Again, I'm not saying this is right. I'm saying -- this is what is. The only way to counter it is with equally staunch businesslike attitude. I can tell you that the greatest degree of success I have had with any doctor (other than a GP for a general flu kind of stupid office visit) I had with an orthopedic surgeon. Because of my wretched HMO plan and a not-too-interested PCP, it took me 2.5 months following an MCL tear in my knee to get authorization to visit the visit the orthopod. When I finally got there, I handed him a one-page, succinct-as-all-get-out description, date by date, of exactly what had occurred to my knee from the time of injury up to that date (including 4 PCP visits and other nonsense). I indicated that I wanted a diagnosis and I expected treatment -- and then a shut up. Within two weeks, I had an MRI, a complete diagnosis, a follow up appointment, 18 visits of physical therapy auithorized and a $900 custom made knee brace.

So -- I think you may need to change your strategy. What you're doing isn't getting you the reaction and the results you want. So do something else. It's all a game, Alan, and unfortunately they control the game board. They make the rules. The only way to win is to figure out how to use their rules to get what you want.

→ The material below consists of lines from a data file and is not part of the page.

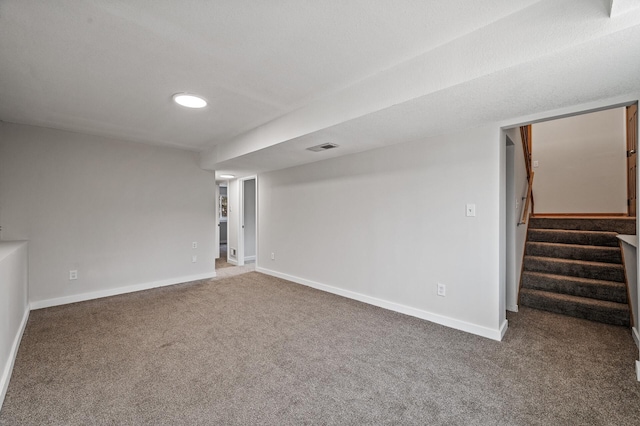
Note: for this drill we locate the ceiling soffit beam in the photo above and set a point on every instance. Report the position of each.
(542, 28)
(620, 7)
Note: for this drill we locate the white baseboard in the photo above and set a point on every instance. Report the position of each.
(494, 334)
(8, 367)
(39, 304)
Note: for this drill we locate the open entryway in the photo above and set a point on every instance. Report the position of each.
(247, 232)
(571, 193)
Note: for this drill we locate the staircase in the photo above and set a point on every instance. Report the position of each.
(573, 266)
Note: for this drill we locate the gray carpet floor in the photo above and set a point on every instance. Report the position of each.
(256, 350)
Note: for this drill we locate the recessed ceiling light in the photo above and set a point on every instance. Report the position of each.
(190, 101)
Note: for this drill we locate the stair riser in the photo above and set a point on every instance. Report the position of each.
(603, 272)
(557, 285)
(608, 316)
(607, 255)
(573, 238)
(621, 226)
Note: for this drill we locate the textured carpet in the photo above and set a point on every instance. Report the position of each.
(573, 266)
(252, 349)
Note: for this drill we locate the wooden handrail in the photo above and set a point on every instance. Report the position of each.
(525, 134)
(525, 209)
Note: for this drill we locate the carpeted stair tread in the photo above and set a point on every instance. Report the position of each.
(575, 268)
(574, 251)
(576, 286)
(580, 307)
(593, 238)
(621, 225)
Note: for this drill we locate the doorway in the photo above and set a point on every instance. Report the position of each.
(248, 224)
(564, 186)
(223, 217)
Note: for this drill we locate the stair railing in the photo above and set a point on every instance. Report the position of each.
(525, 134)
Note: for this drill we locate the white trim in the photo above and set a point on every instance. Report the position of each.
(494, 334)
(503, 328)
(8, 367)
(585, 108)
(39, 304)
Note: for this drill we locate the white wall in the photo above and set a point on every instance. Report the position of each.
(14, 306)
(123, 214)
(517, 233)
(249, 213)
(328, 225)
(582, 164)
(233, 222)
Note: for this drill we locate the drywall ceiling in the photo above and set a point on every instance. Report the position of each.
(281, 76)
(110, 67)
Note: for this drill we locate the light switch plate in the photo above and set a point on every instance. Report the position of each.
(471, 210)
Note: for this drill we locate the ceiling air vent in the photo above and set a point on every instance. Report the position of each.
(322, 147)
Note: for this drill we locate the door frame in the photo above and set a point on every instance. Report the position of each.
(601, 105)
(240, 255)
(216, 250)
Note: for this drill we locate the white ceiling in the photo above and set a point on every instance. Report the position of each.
(284, 75)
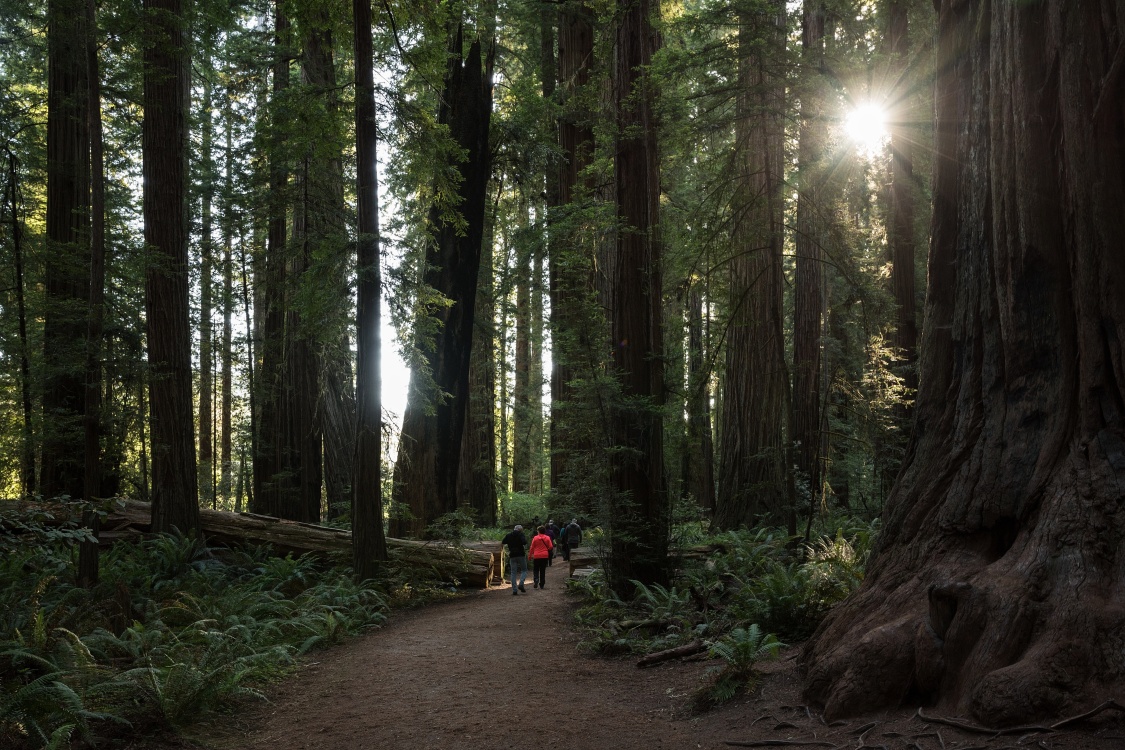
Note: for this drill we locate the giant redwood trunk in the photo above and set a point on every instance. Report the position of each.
(900, 229)
(809, 290)
(68, 281)
(569, 268)
(369, 545)
(639, 517)
(272, 484)
(997, 588)
(477, 473)
(430, 446)
(168, 328)
(752, 464)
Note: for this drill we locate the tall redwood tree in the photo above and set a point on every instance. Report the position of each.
(430, 446)
(996, 590)
(369, 547)
(164, 141)
(639, 517)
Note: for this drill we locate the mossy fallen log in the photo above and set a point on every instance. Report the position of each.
(470, 563)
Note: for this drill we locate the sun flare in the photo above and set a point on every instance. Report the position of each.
(866, 127)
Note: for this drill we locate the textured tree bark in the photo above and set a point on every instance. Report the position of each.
(430, 445)
(536, 376)
(996, 589)
(271, 481)
(900, 237)
(164, 136)
(809, 290)
(88, 557)
(521, 390)
(752, 467)
(476, 484)
(638, 517)
(27, 437)
(206, 290)
(369, 544)
(227, 342)
(68, 259)
(700, 480)
(569, 268)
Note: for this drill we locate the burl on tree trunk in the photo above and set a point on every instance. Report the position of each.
(998, 588)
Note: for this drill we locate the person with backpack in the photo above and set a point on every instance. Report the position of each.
(541, 547)
(552, 531)
(516, 559)
(573, 536)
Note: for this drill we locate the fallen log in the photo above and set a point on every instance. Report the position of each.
(678, 652)
(471, 563)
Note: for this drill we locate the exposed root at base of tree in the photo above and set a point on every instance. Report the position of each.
(1020, 730)
(777, 743)
(865, 729)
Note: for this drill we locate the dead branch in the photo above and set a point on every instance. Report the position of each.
(677, 652)
(777, 743)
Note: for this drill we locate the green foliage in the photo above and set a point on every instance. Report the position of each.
(174, 630)
(520, 508)
(452, 526)
(740, 650)
(749, 590)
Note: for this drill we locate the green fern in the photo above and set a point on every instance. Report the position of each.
(740, 650)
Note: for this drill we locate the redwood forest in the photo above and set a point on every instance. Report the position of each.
(795, 326)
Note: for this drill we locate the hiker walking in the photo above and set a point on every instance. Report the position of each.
(552, 531)
(572, 536)
(541, 547)
(516, 560)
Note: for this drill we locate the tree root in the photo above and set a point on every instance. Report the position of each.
(779, 743)
(1020, 730)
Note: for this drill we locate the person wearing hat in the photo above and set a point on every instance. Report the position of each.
(516, 557)
(573, 538)
(541, 547)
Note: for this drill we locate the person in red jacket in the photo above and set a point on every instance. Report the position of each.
(541, 547)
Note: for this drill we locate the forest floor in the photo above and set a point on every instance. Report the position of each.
(491, 670)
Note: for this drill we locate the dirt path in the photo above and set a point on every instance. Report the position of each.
(494, 670)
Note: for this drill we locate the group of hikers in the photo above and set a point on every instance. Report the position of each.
(541, 551)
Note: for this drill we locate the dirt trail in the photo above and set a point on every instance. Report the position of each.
(493, 670)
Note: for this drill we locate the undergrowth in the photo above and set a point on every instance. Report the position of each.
(739, 595)
(173, 630)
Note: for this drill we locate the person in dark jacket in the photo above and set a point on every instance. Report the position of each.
(552, 531)
(516, 557)
(572, 536)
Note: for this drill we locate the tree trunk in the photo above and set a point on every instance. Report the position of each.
(536, 376)
(369, 545)
(752, 471)
(227, 343)
(430, 445)
(27, 439)
(700, 479)
(569, 265)
(206, 292)
(521, 391)
(639, 517)
(88, 557)
(323, 397)
(808, 295)
(68, 259)
(477, 479)
(995, 590)
(900, 236)
(164, 136)
(271, 481)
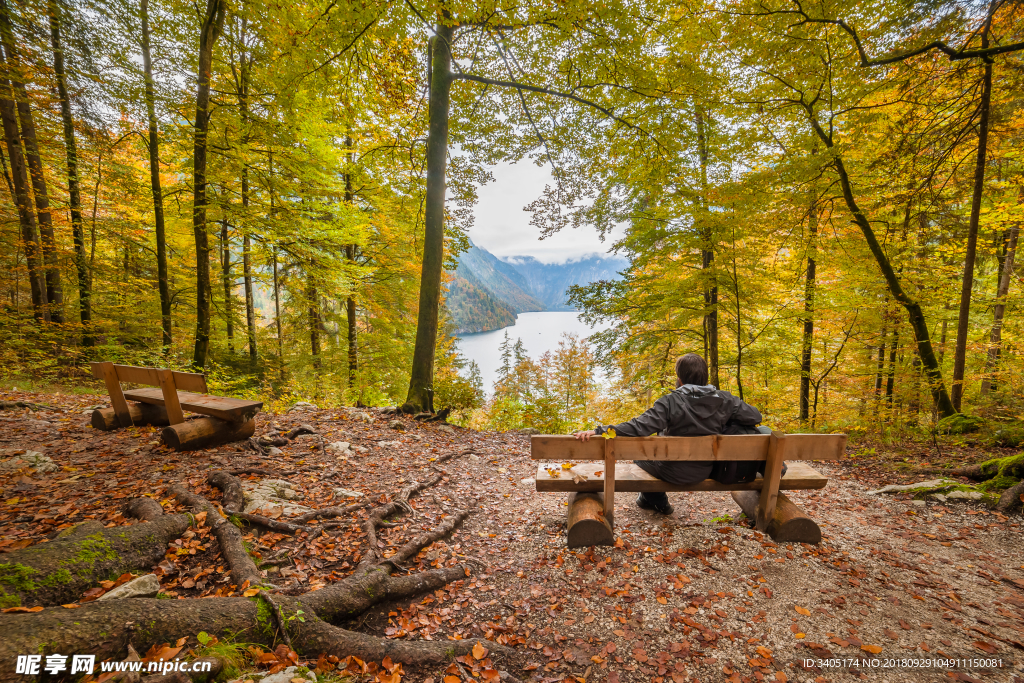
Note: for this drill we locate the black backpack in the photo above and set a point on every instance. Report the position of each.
(739, 471)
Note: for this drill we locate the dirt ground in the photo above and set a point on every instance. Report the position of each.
(897, 590)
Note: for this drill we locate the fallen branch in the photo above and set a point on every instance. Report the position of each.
(228, 536)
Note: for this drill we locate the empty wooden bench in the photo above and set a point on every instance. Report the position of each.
(226, 419)
(592, 485)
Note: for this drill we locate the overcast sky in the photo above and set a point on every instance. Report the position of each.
(503, 227)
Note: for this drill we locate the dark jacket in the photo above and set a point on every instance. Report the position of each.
(688, 411)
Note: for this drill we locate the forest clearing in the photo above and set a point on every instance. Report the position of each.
(694, 596)
(269, 215)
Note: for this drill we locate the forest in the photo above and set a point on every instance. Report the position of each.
(822, 200)
(269, 203)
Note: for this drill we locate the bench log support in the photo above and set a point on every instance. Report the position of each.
(141, 414)
(787, 524)
(587, 522)
(206, 433)
(773, 473)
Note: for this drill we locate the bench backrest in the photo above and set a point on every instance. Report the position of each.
(151, 376)
(169, 382)
(740, 446)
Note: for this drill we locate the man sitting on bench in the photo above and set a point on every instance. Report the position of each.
(693, 409)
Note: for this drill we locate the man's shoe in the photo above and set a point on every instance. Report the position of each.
(659, 505)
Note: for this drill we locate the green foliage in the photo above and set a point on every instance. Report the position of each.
(960, 424)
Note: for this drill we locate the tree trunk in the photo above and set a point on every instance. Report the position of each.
(23, 198)
(708, 257)
(74, 188)
(421, 381)
(995, 336)
(312, 297)
(919, 323)
(353, 361)
(353, 365)
(891, 379)
(964, 322)
(158, 197)
(808, 345)
(276, 314)
(51, 268)
(212, 25)
(225, 269)
(243, 84)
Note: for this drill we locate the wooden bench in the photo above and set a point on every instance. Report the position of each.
(592, 485)
(227, 419)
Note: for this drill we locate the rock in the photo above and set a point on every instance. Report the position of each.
(302, 407)
(934, 483)
(286, 676)
(272, 498)
(965, 496)
(144, 587)
(33, 459)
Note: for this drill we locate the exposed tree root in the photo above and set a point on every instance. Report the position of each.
(1012, 499)
(107, 629)
(228, 536)
(60, 570)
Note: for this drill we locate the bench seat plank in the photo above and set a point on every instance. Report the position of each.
(629, 477)
(223, 408)
(742, 446)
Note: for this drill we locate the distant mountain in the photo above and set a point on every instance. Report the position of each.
(503, 281)
(549, 282)
(473, 308)
(487, 293)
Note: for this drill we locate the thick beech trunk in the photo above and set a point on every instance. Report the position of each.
(23, 198)
(998, 310)
(51, 268)
(212, 25)
(276, 314)
(158, 197)
(421, 382)
(225, 272)
(964, 322)
(74, 186)
(708, 257)
(919, 323)
(808, 342)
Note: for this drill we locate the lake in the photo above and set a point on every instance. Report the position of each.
(540, 332)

I earnestly hope you get some satisfaction, but more than that -- I hope you get a reasonable diagnosis of what your problem is and then you can begin down a conventional (or even unconventional) path of treatment. I know this post was not quite what everyone else is saying -- but the truth is, it doesn't matter who says what to you on this board. Nothing that any of us do or say can get you a correct diagnosis and treatment plan for your feet and that's what you need. I honestly do sympathize with you and I share your frustration. But I also know that sympathy and sharing frustration gets you squat. You need results from the health care system, and so my very best heartfelt suggestion is to change your approach until you find an approach that yields what you want Good luck, Alan.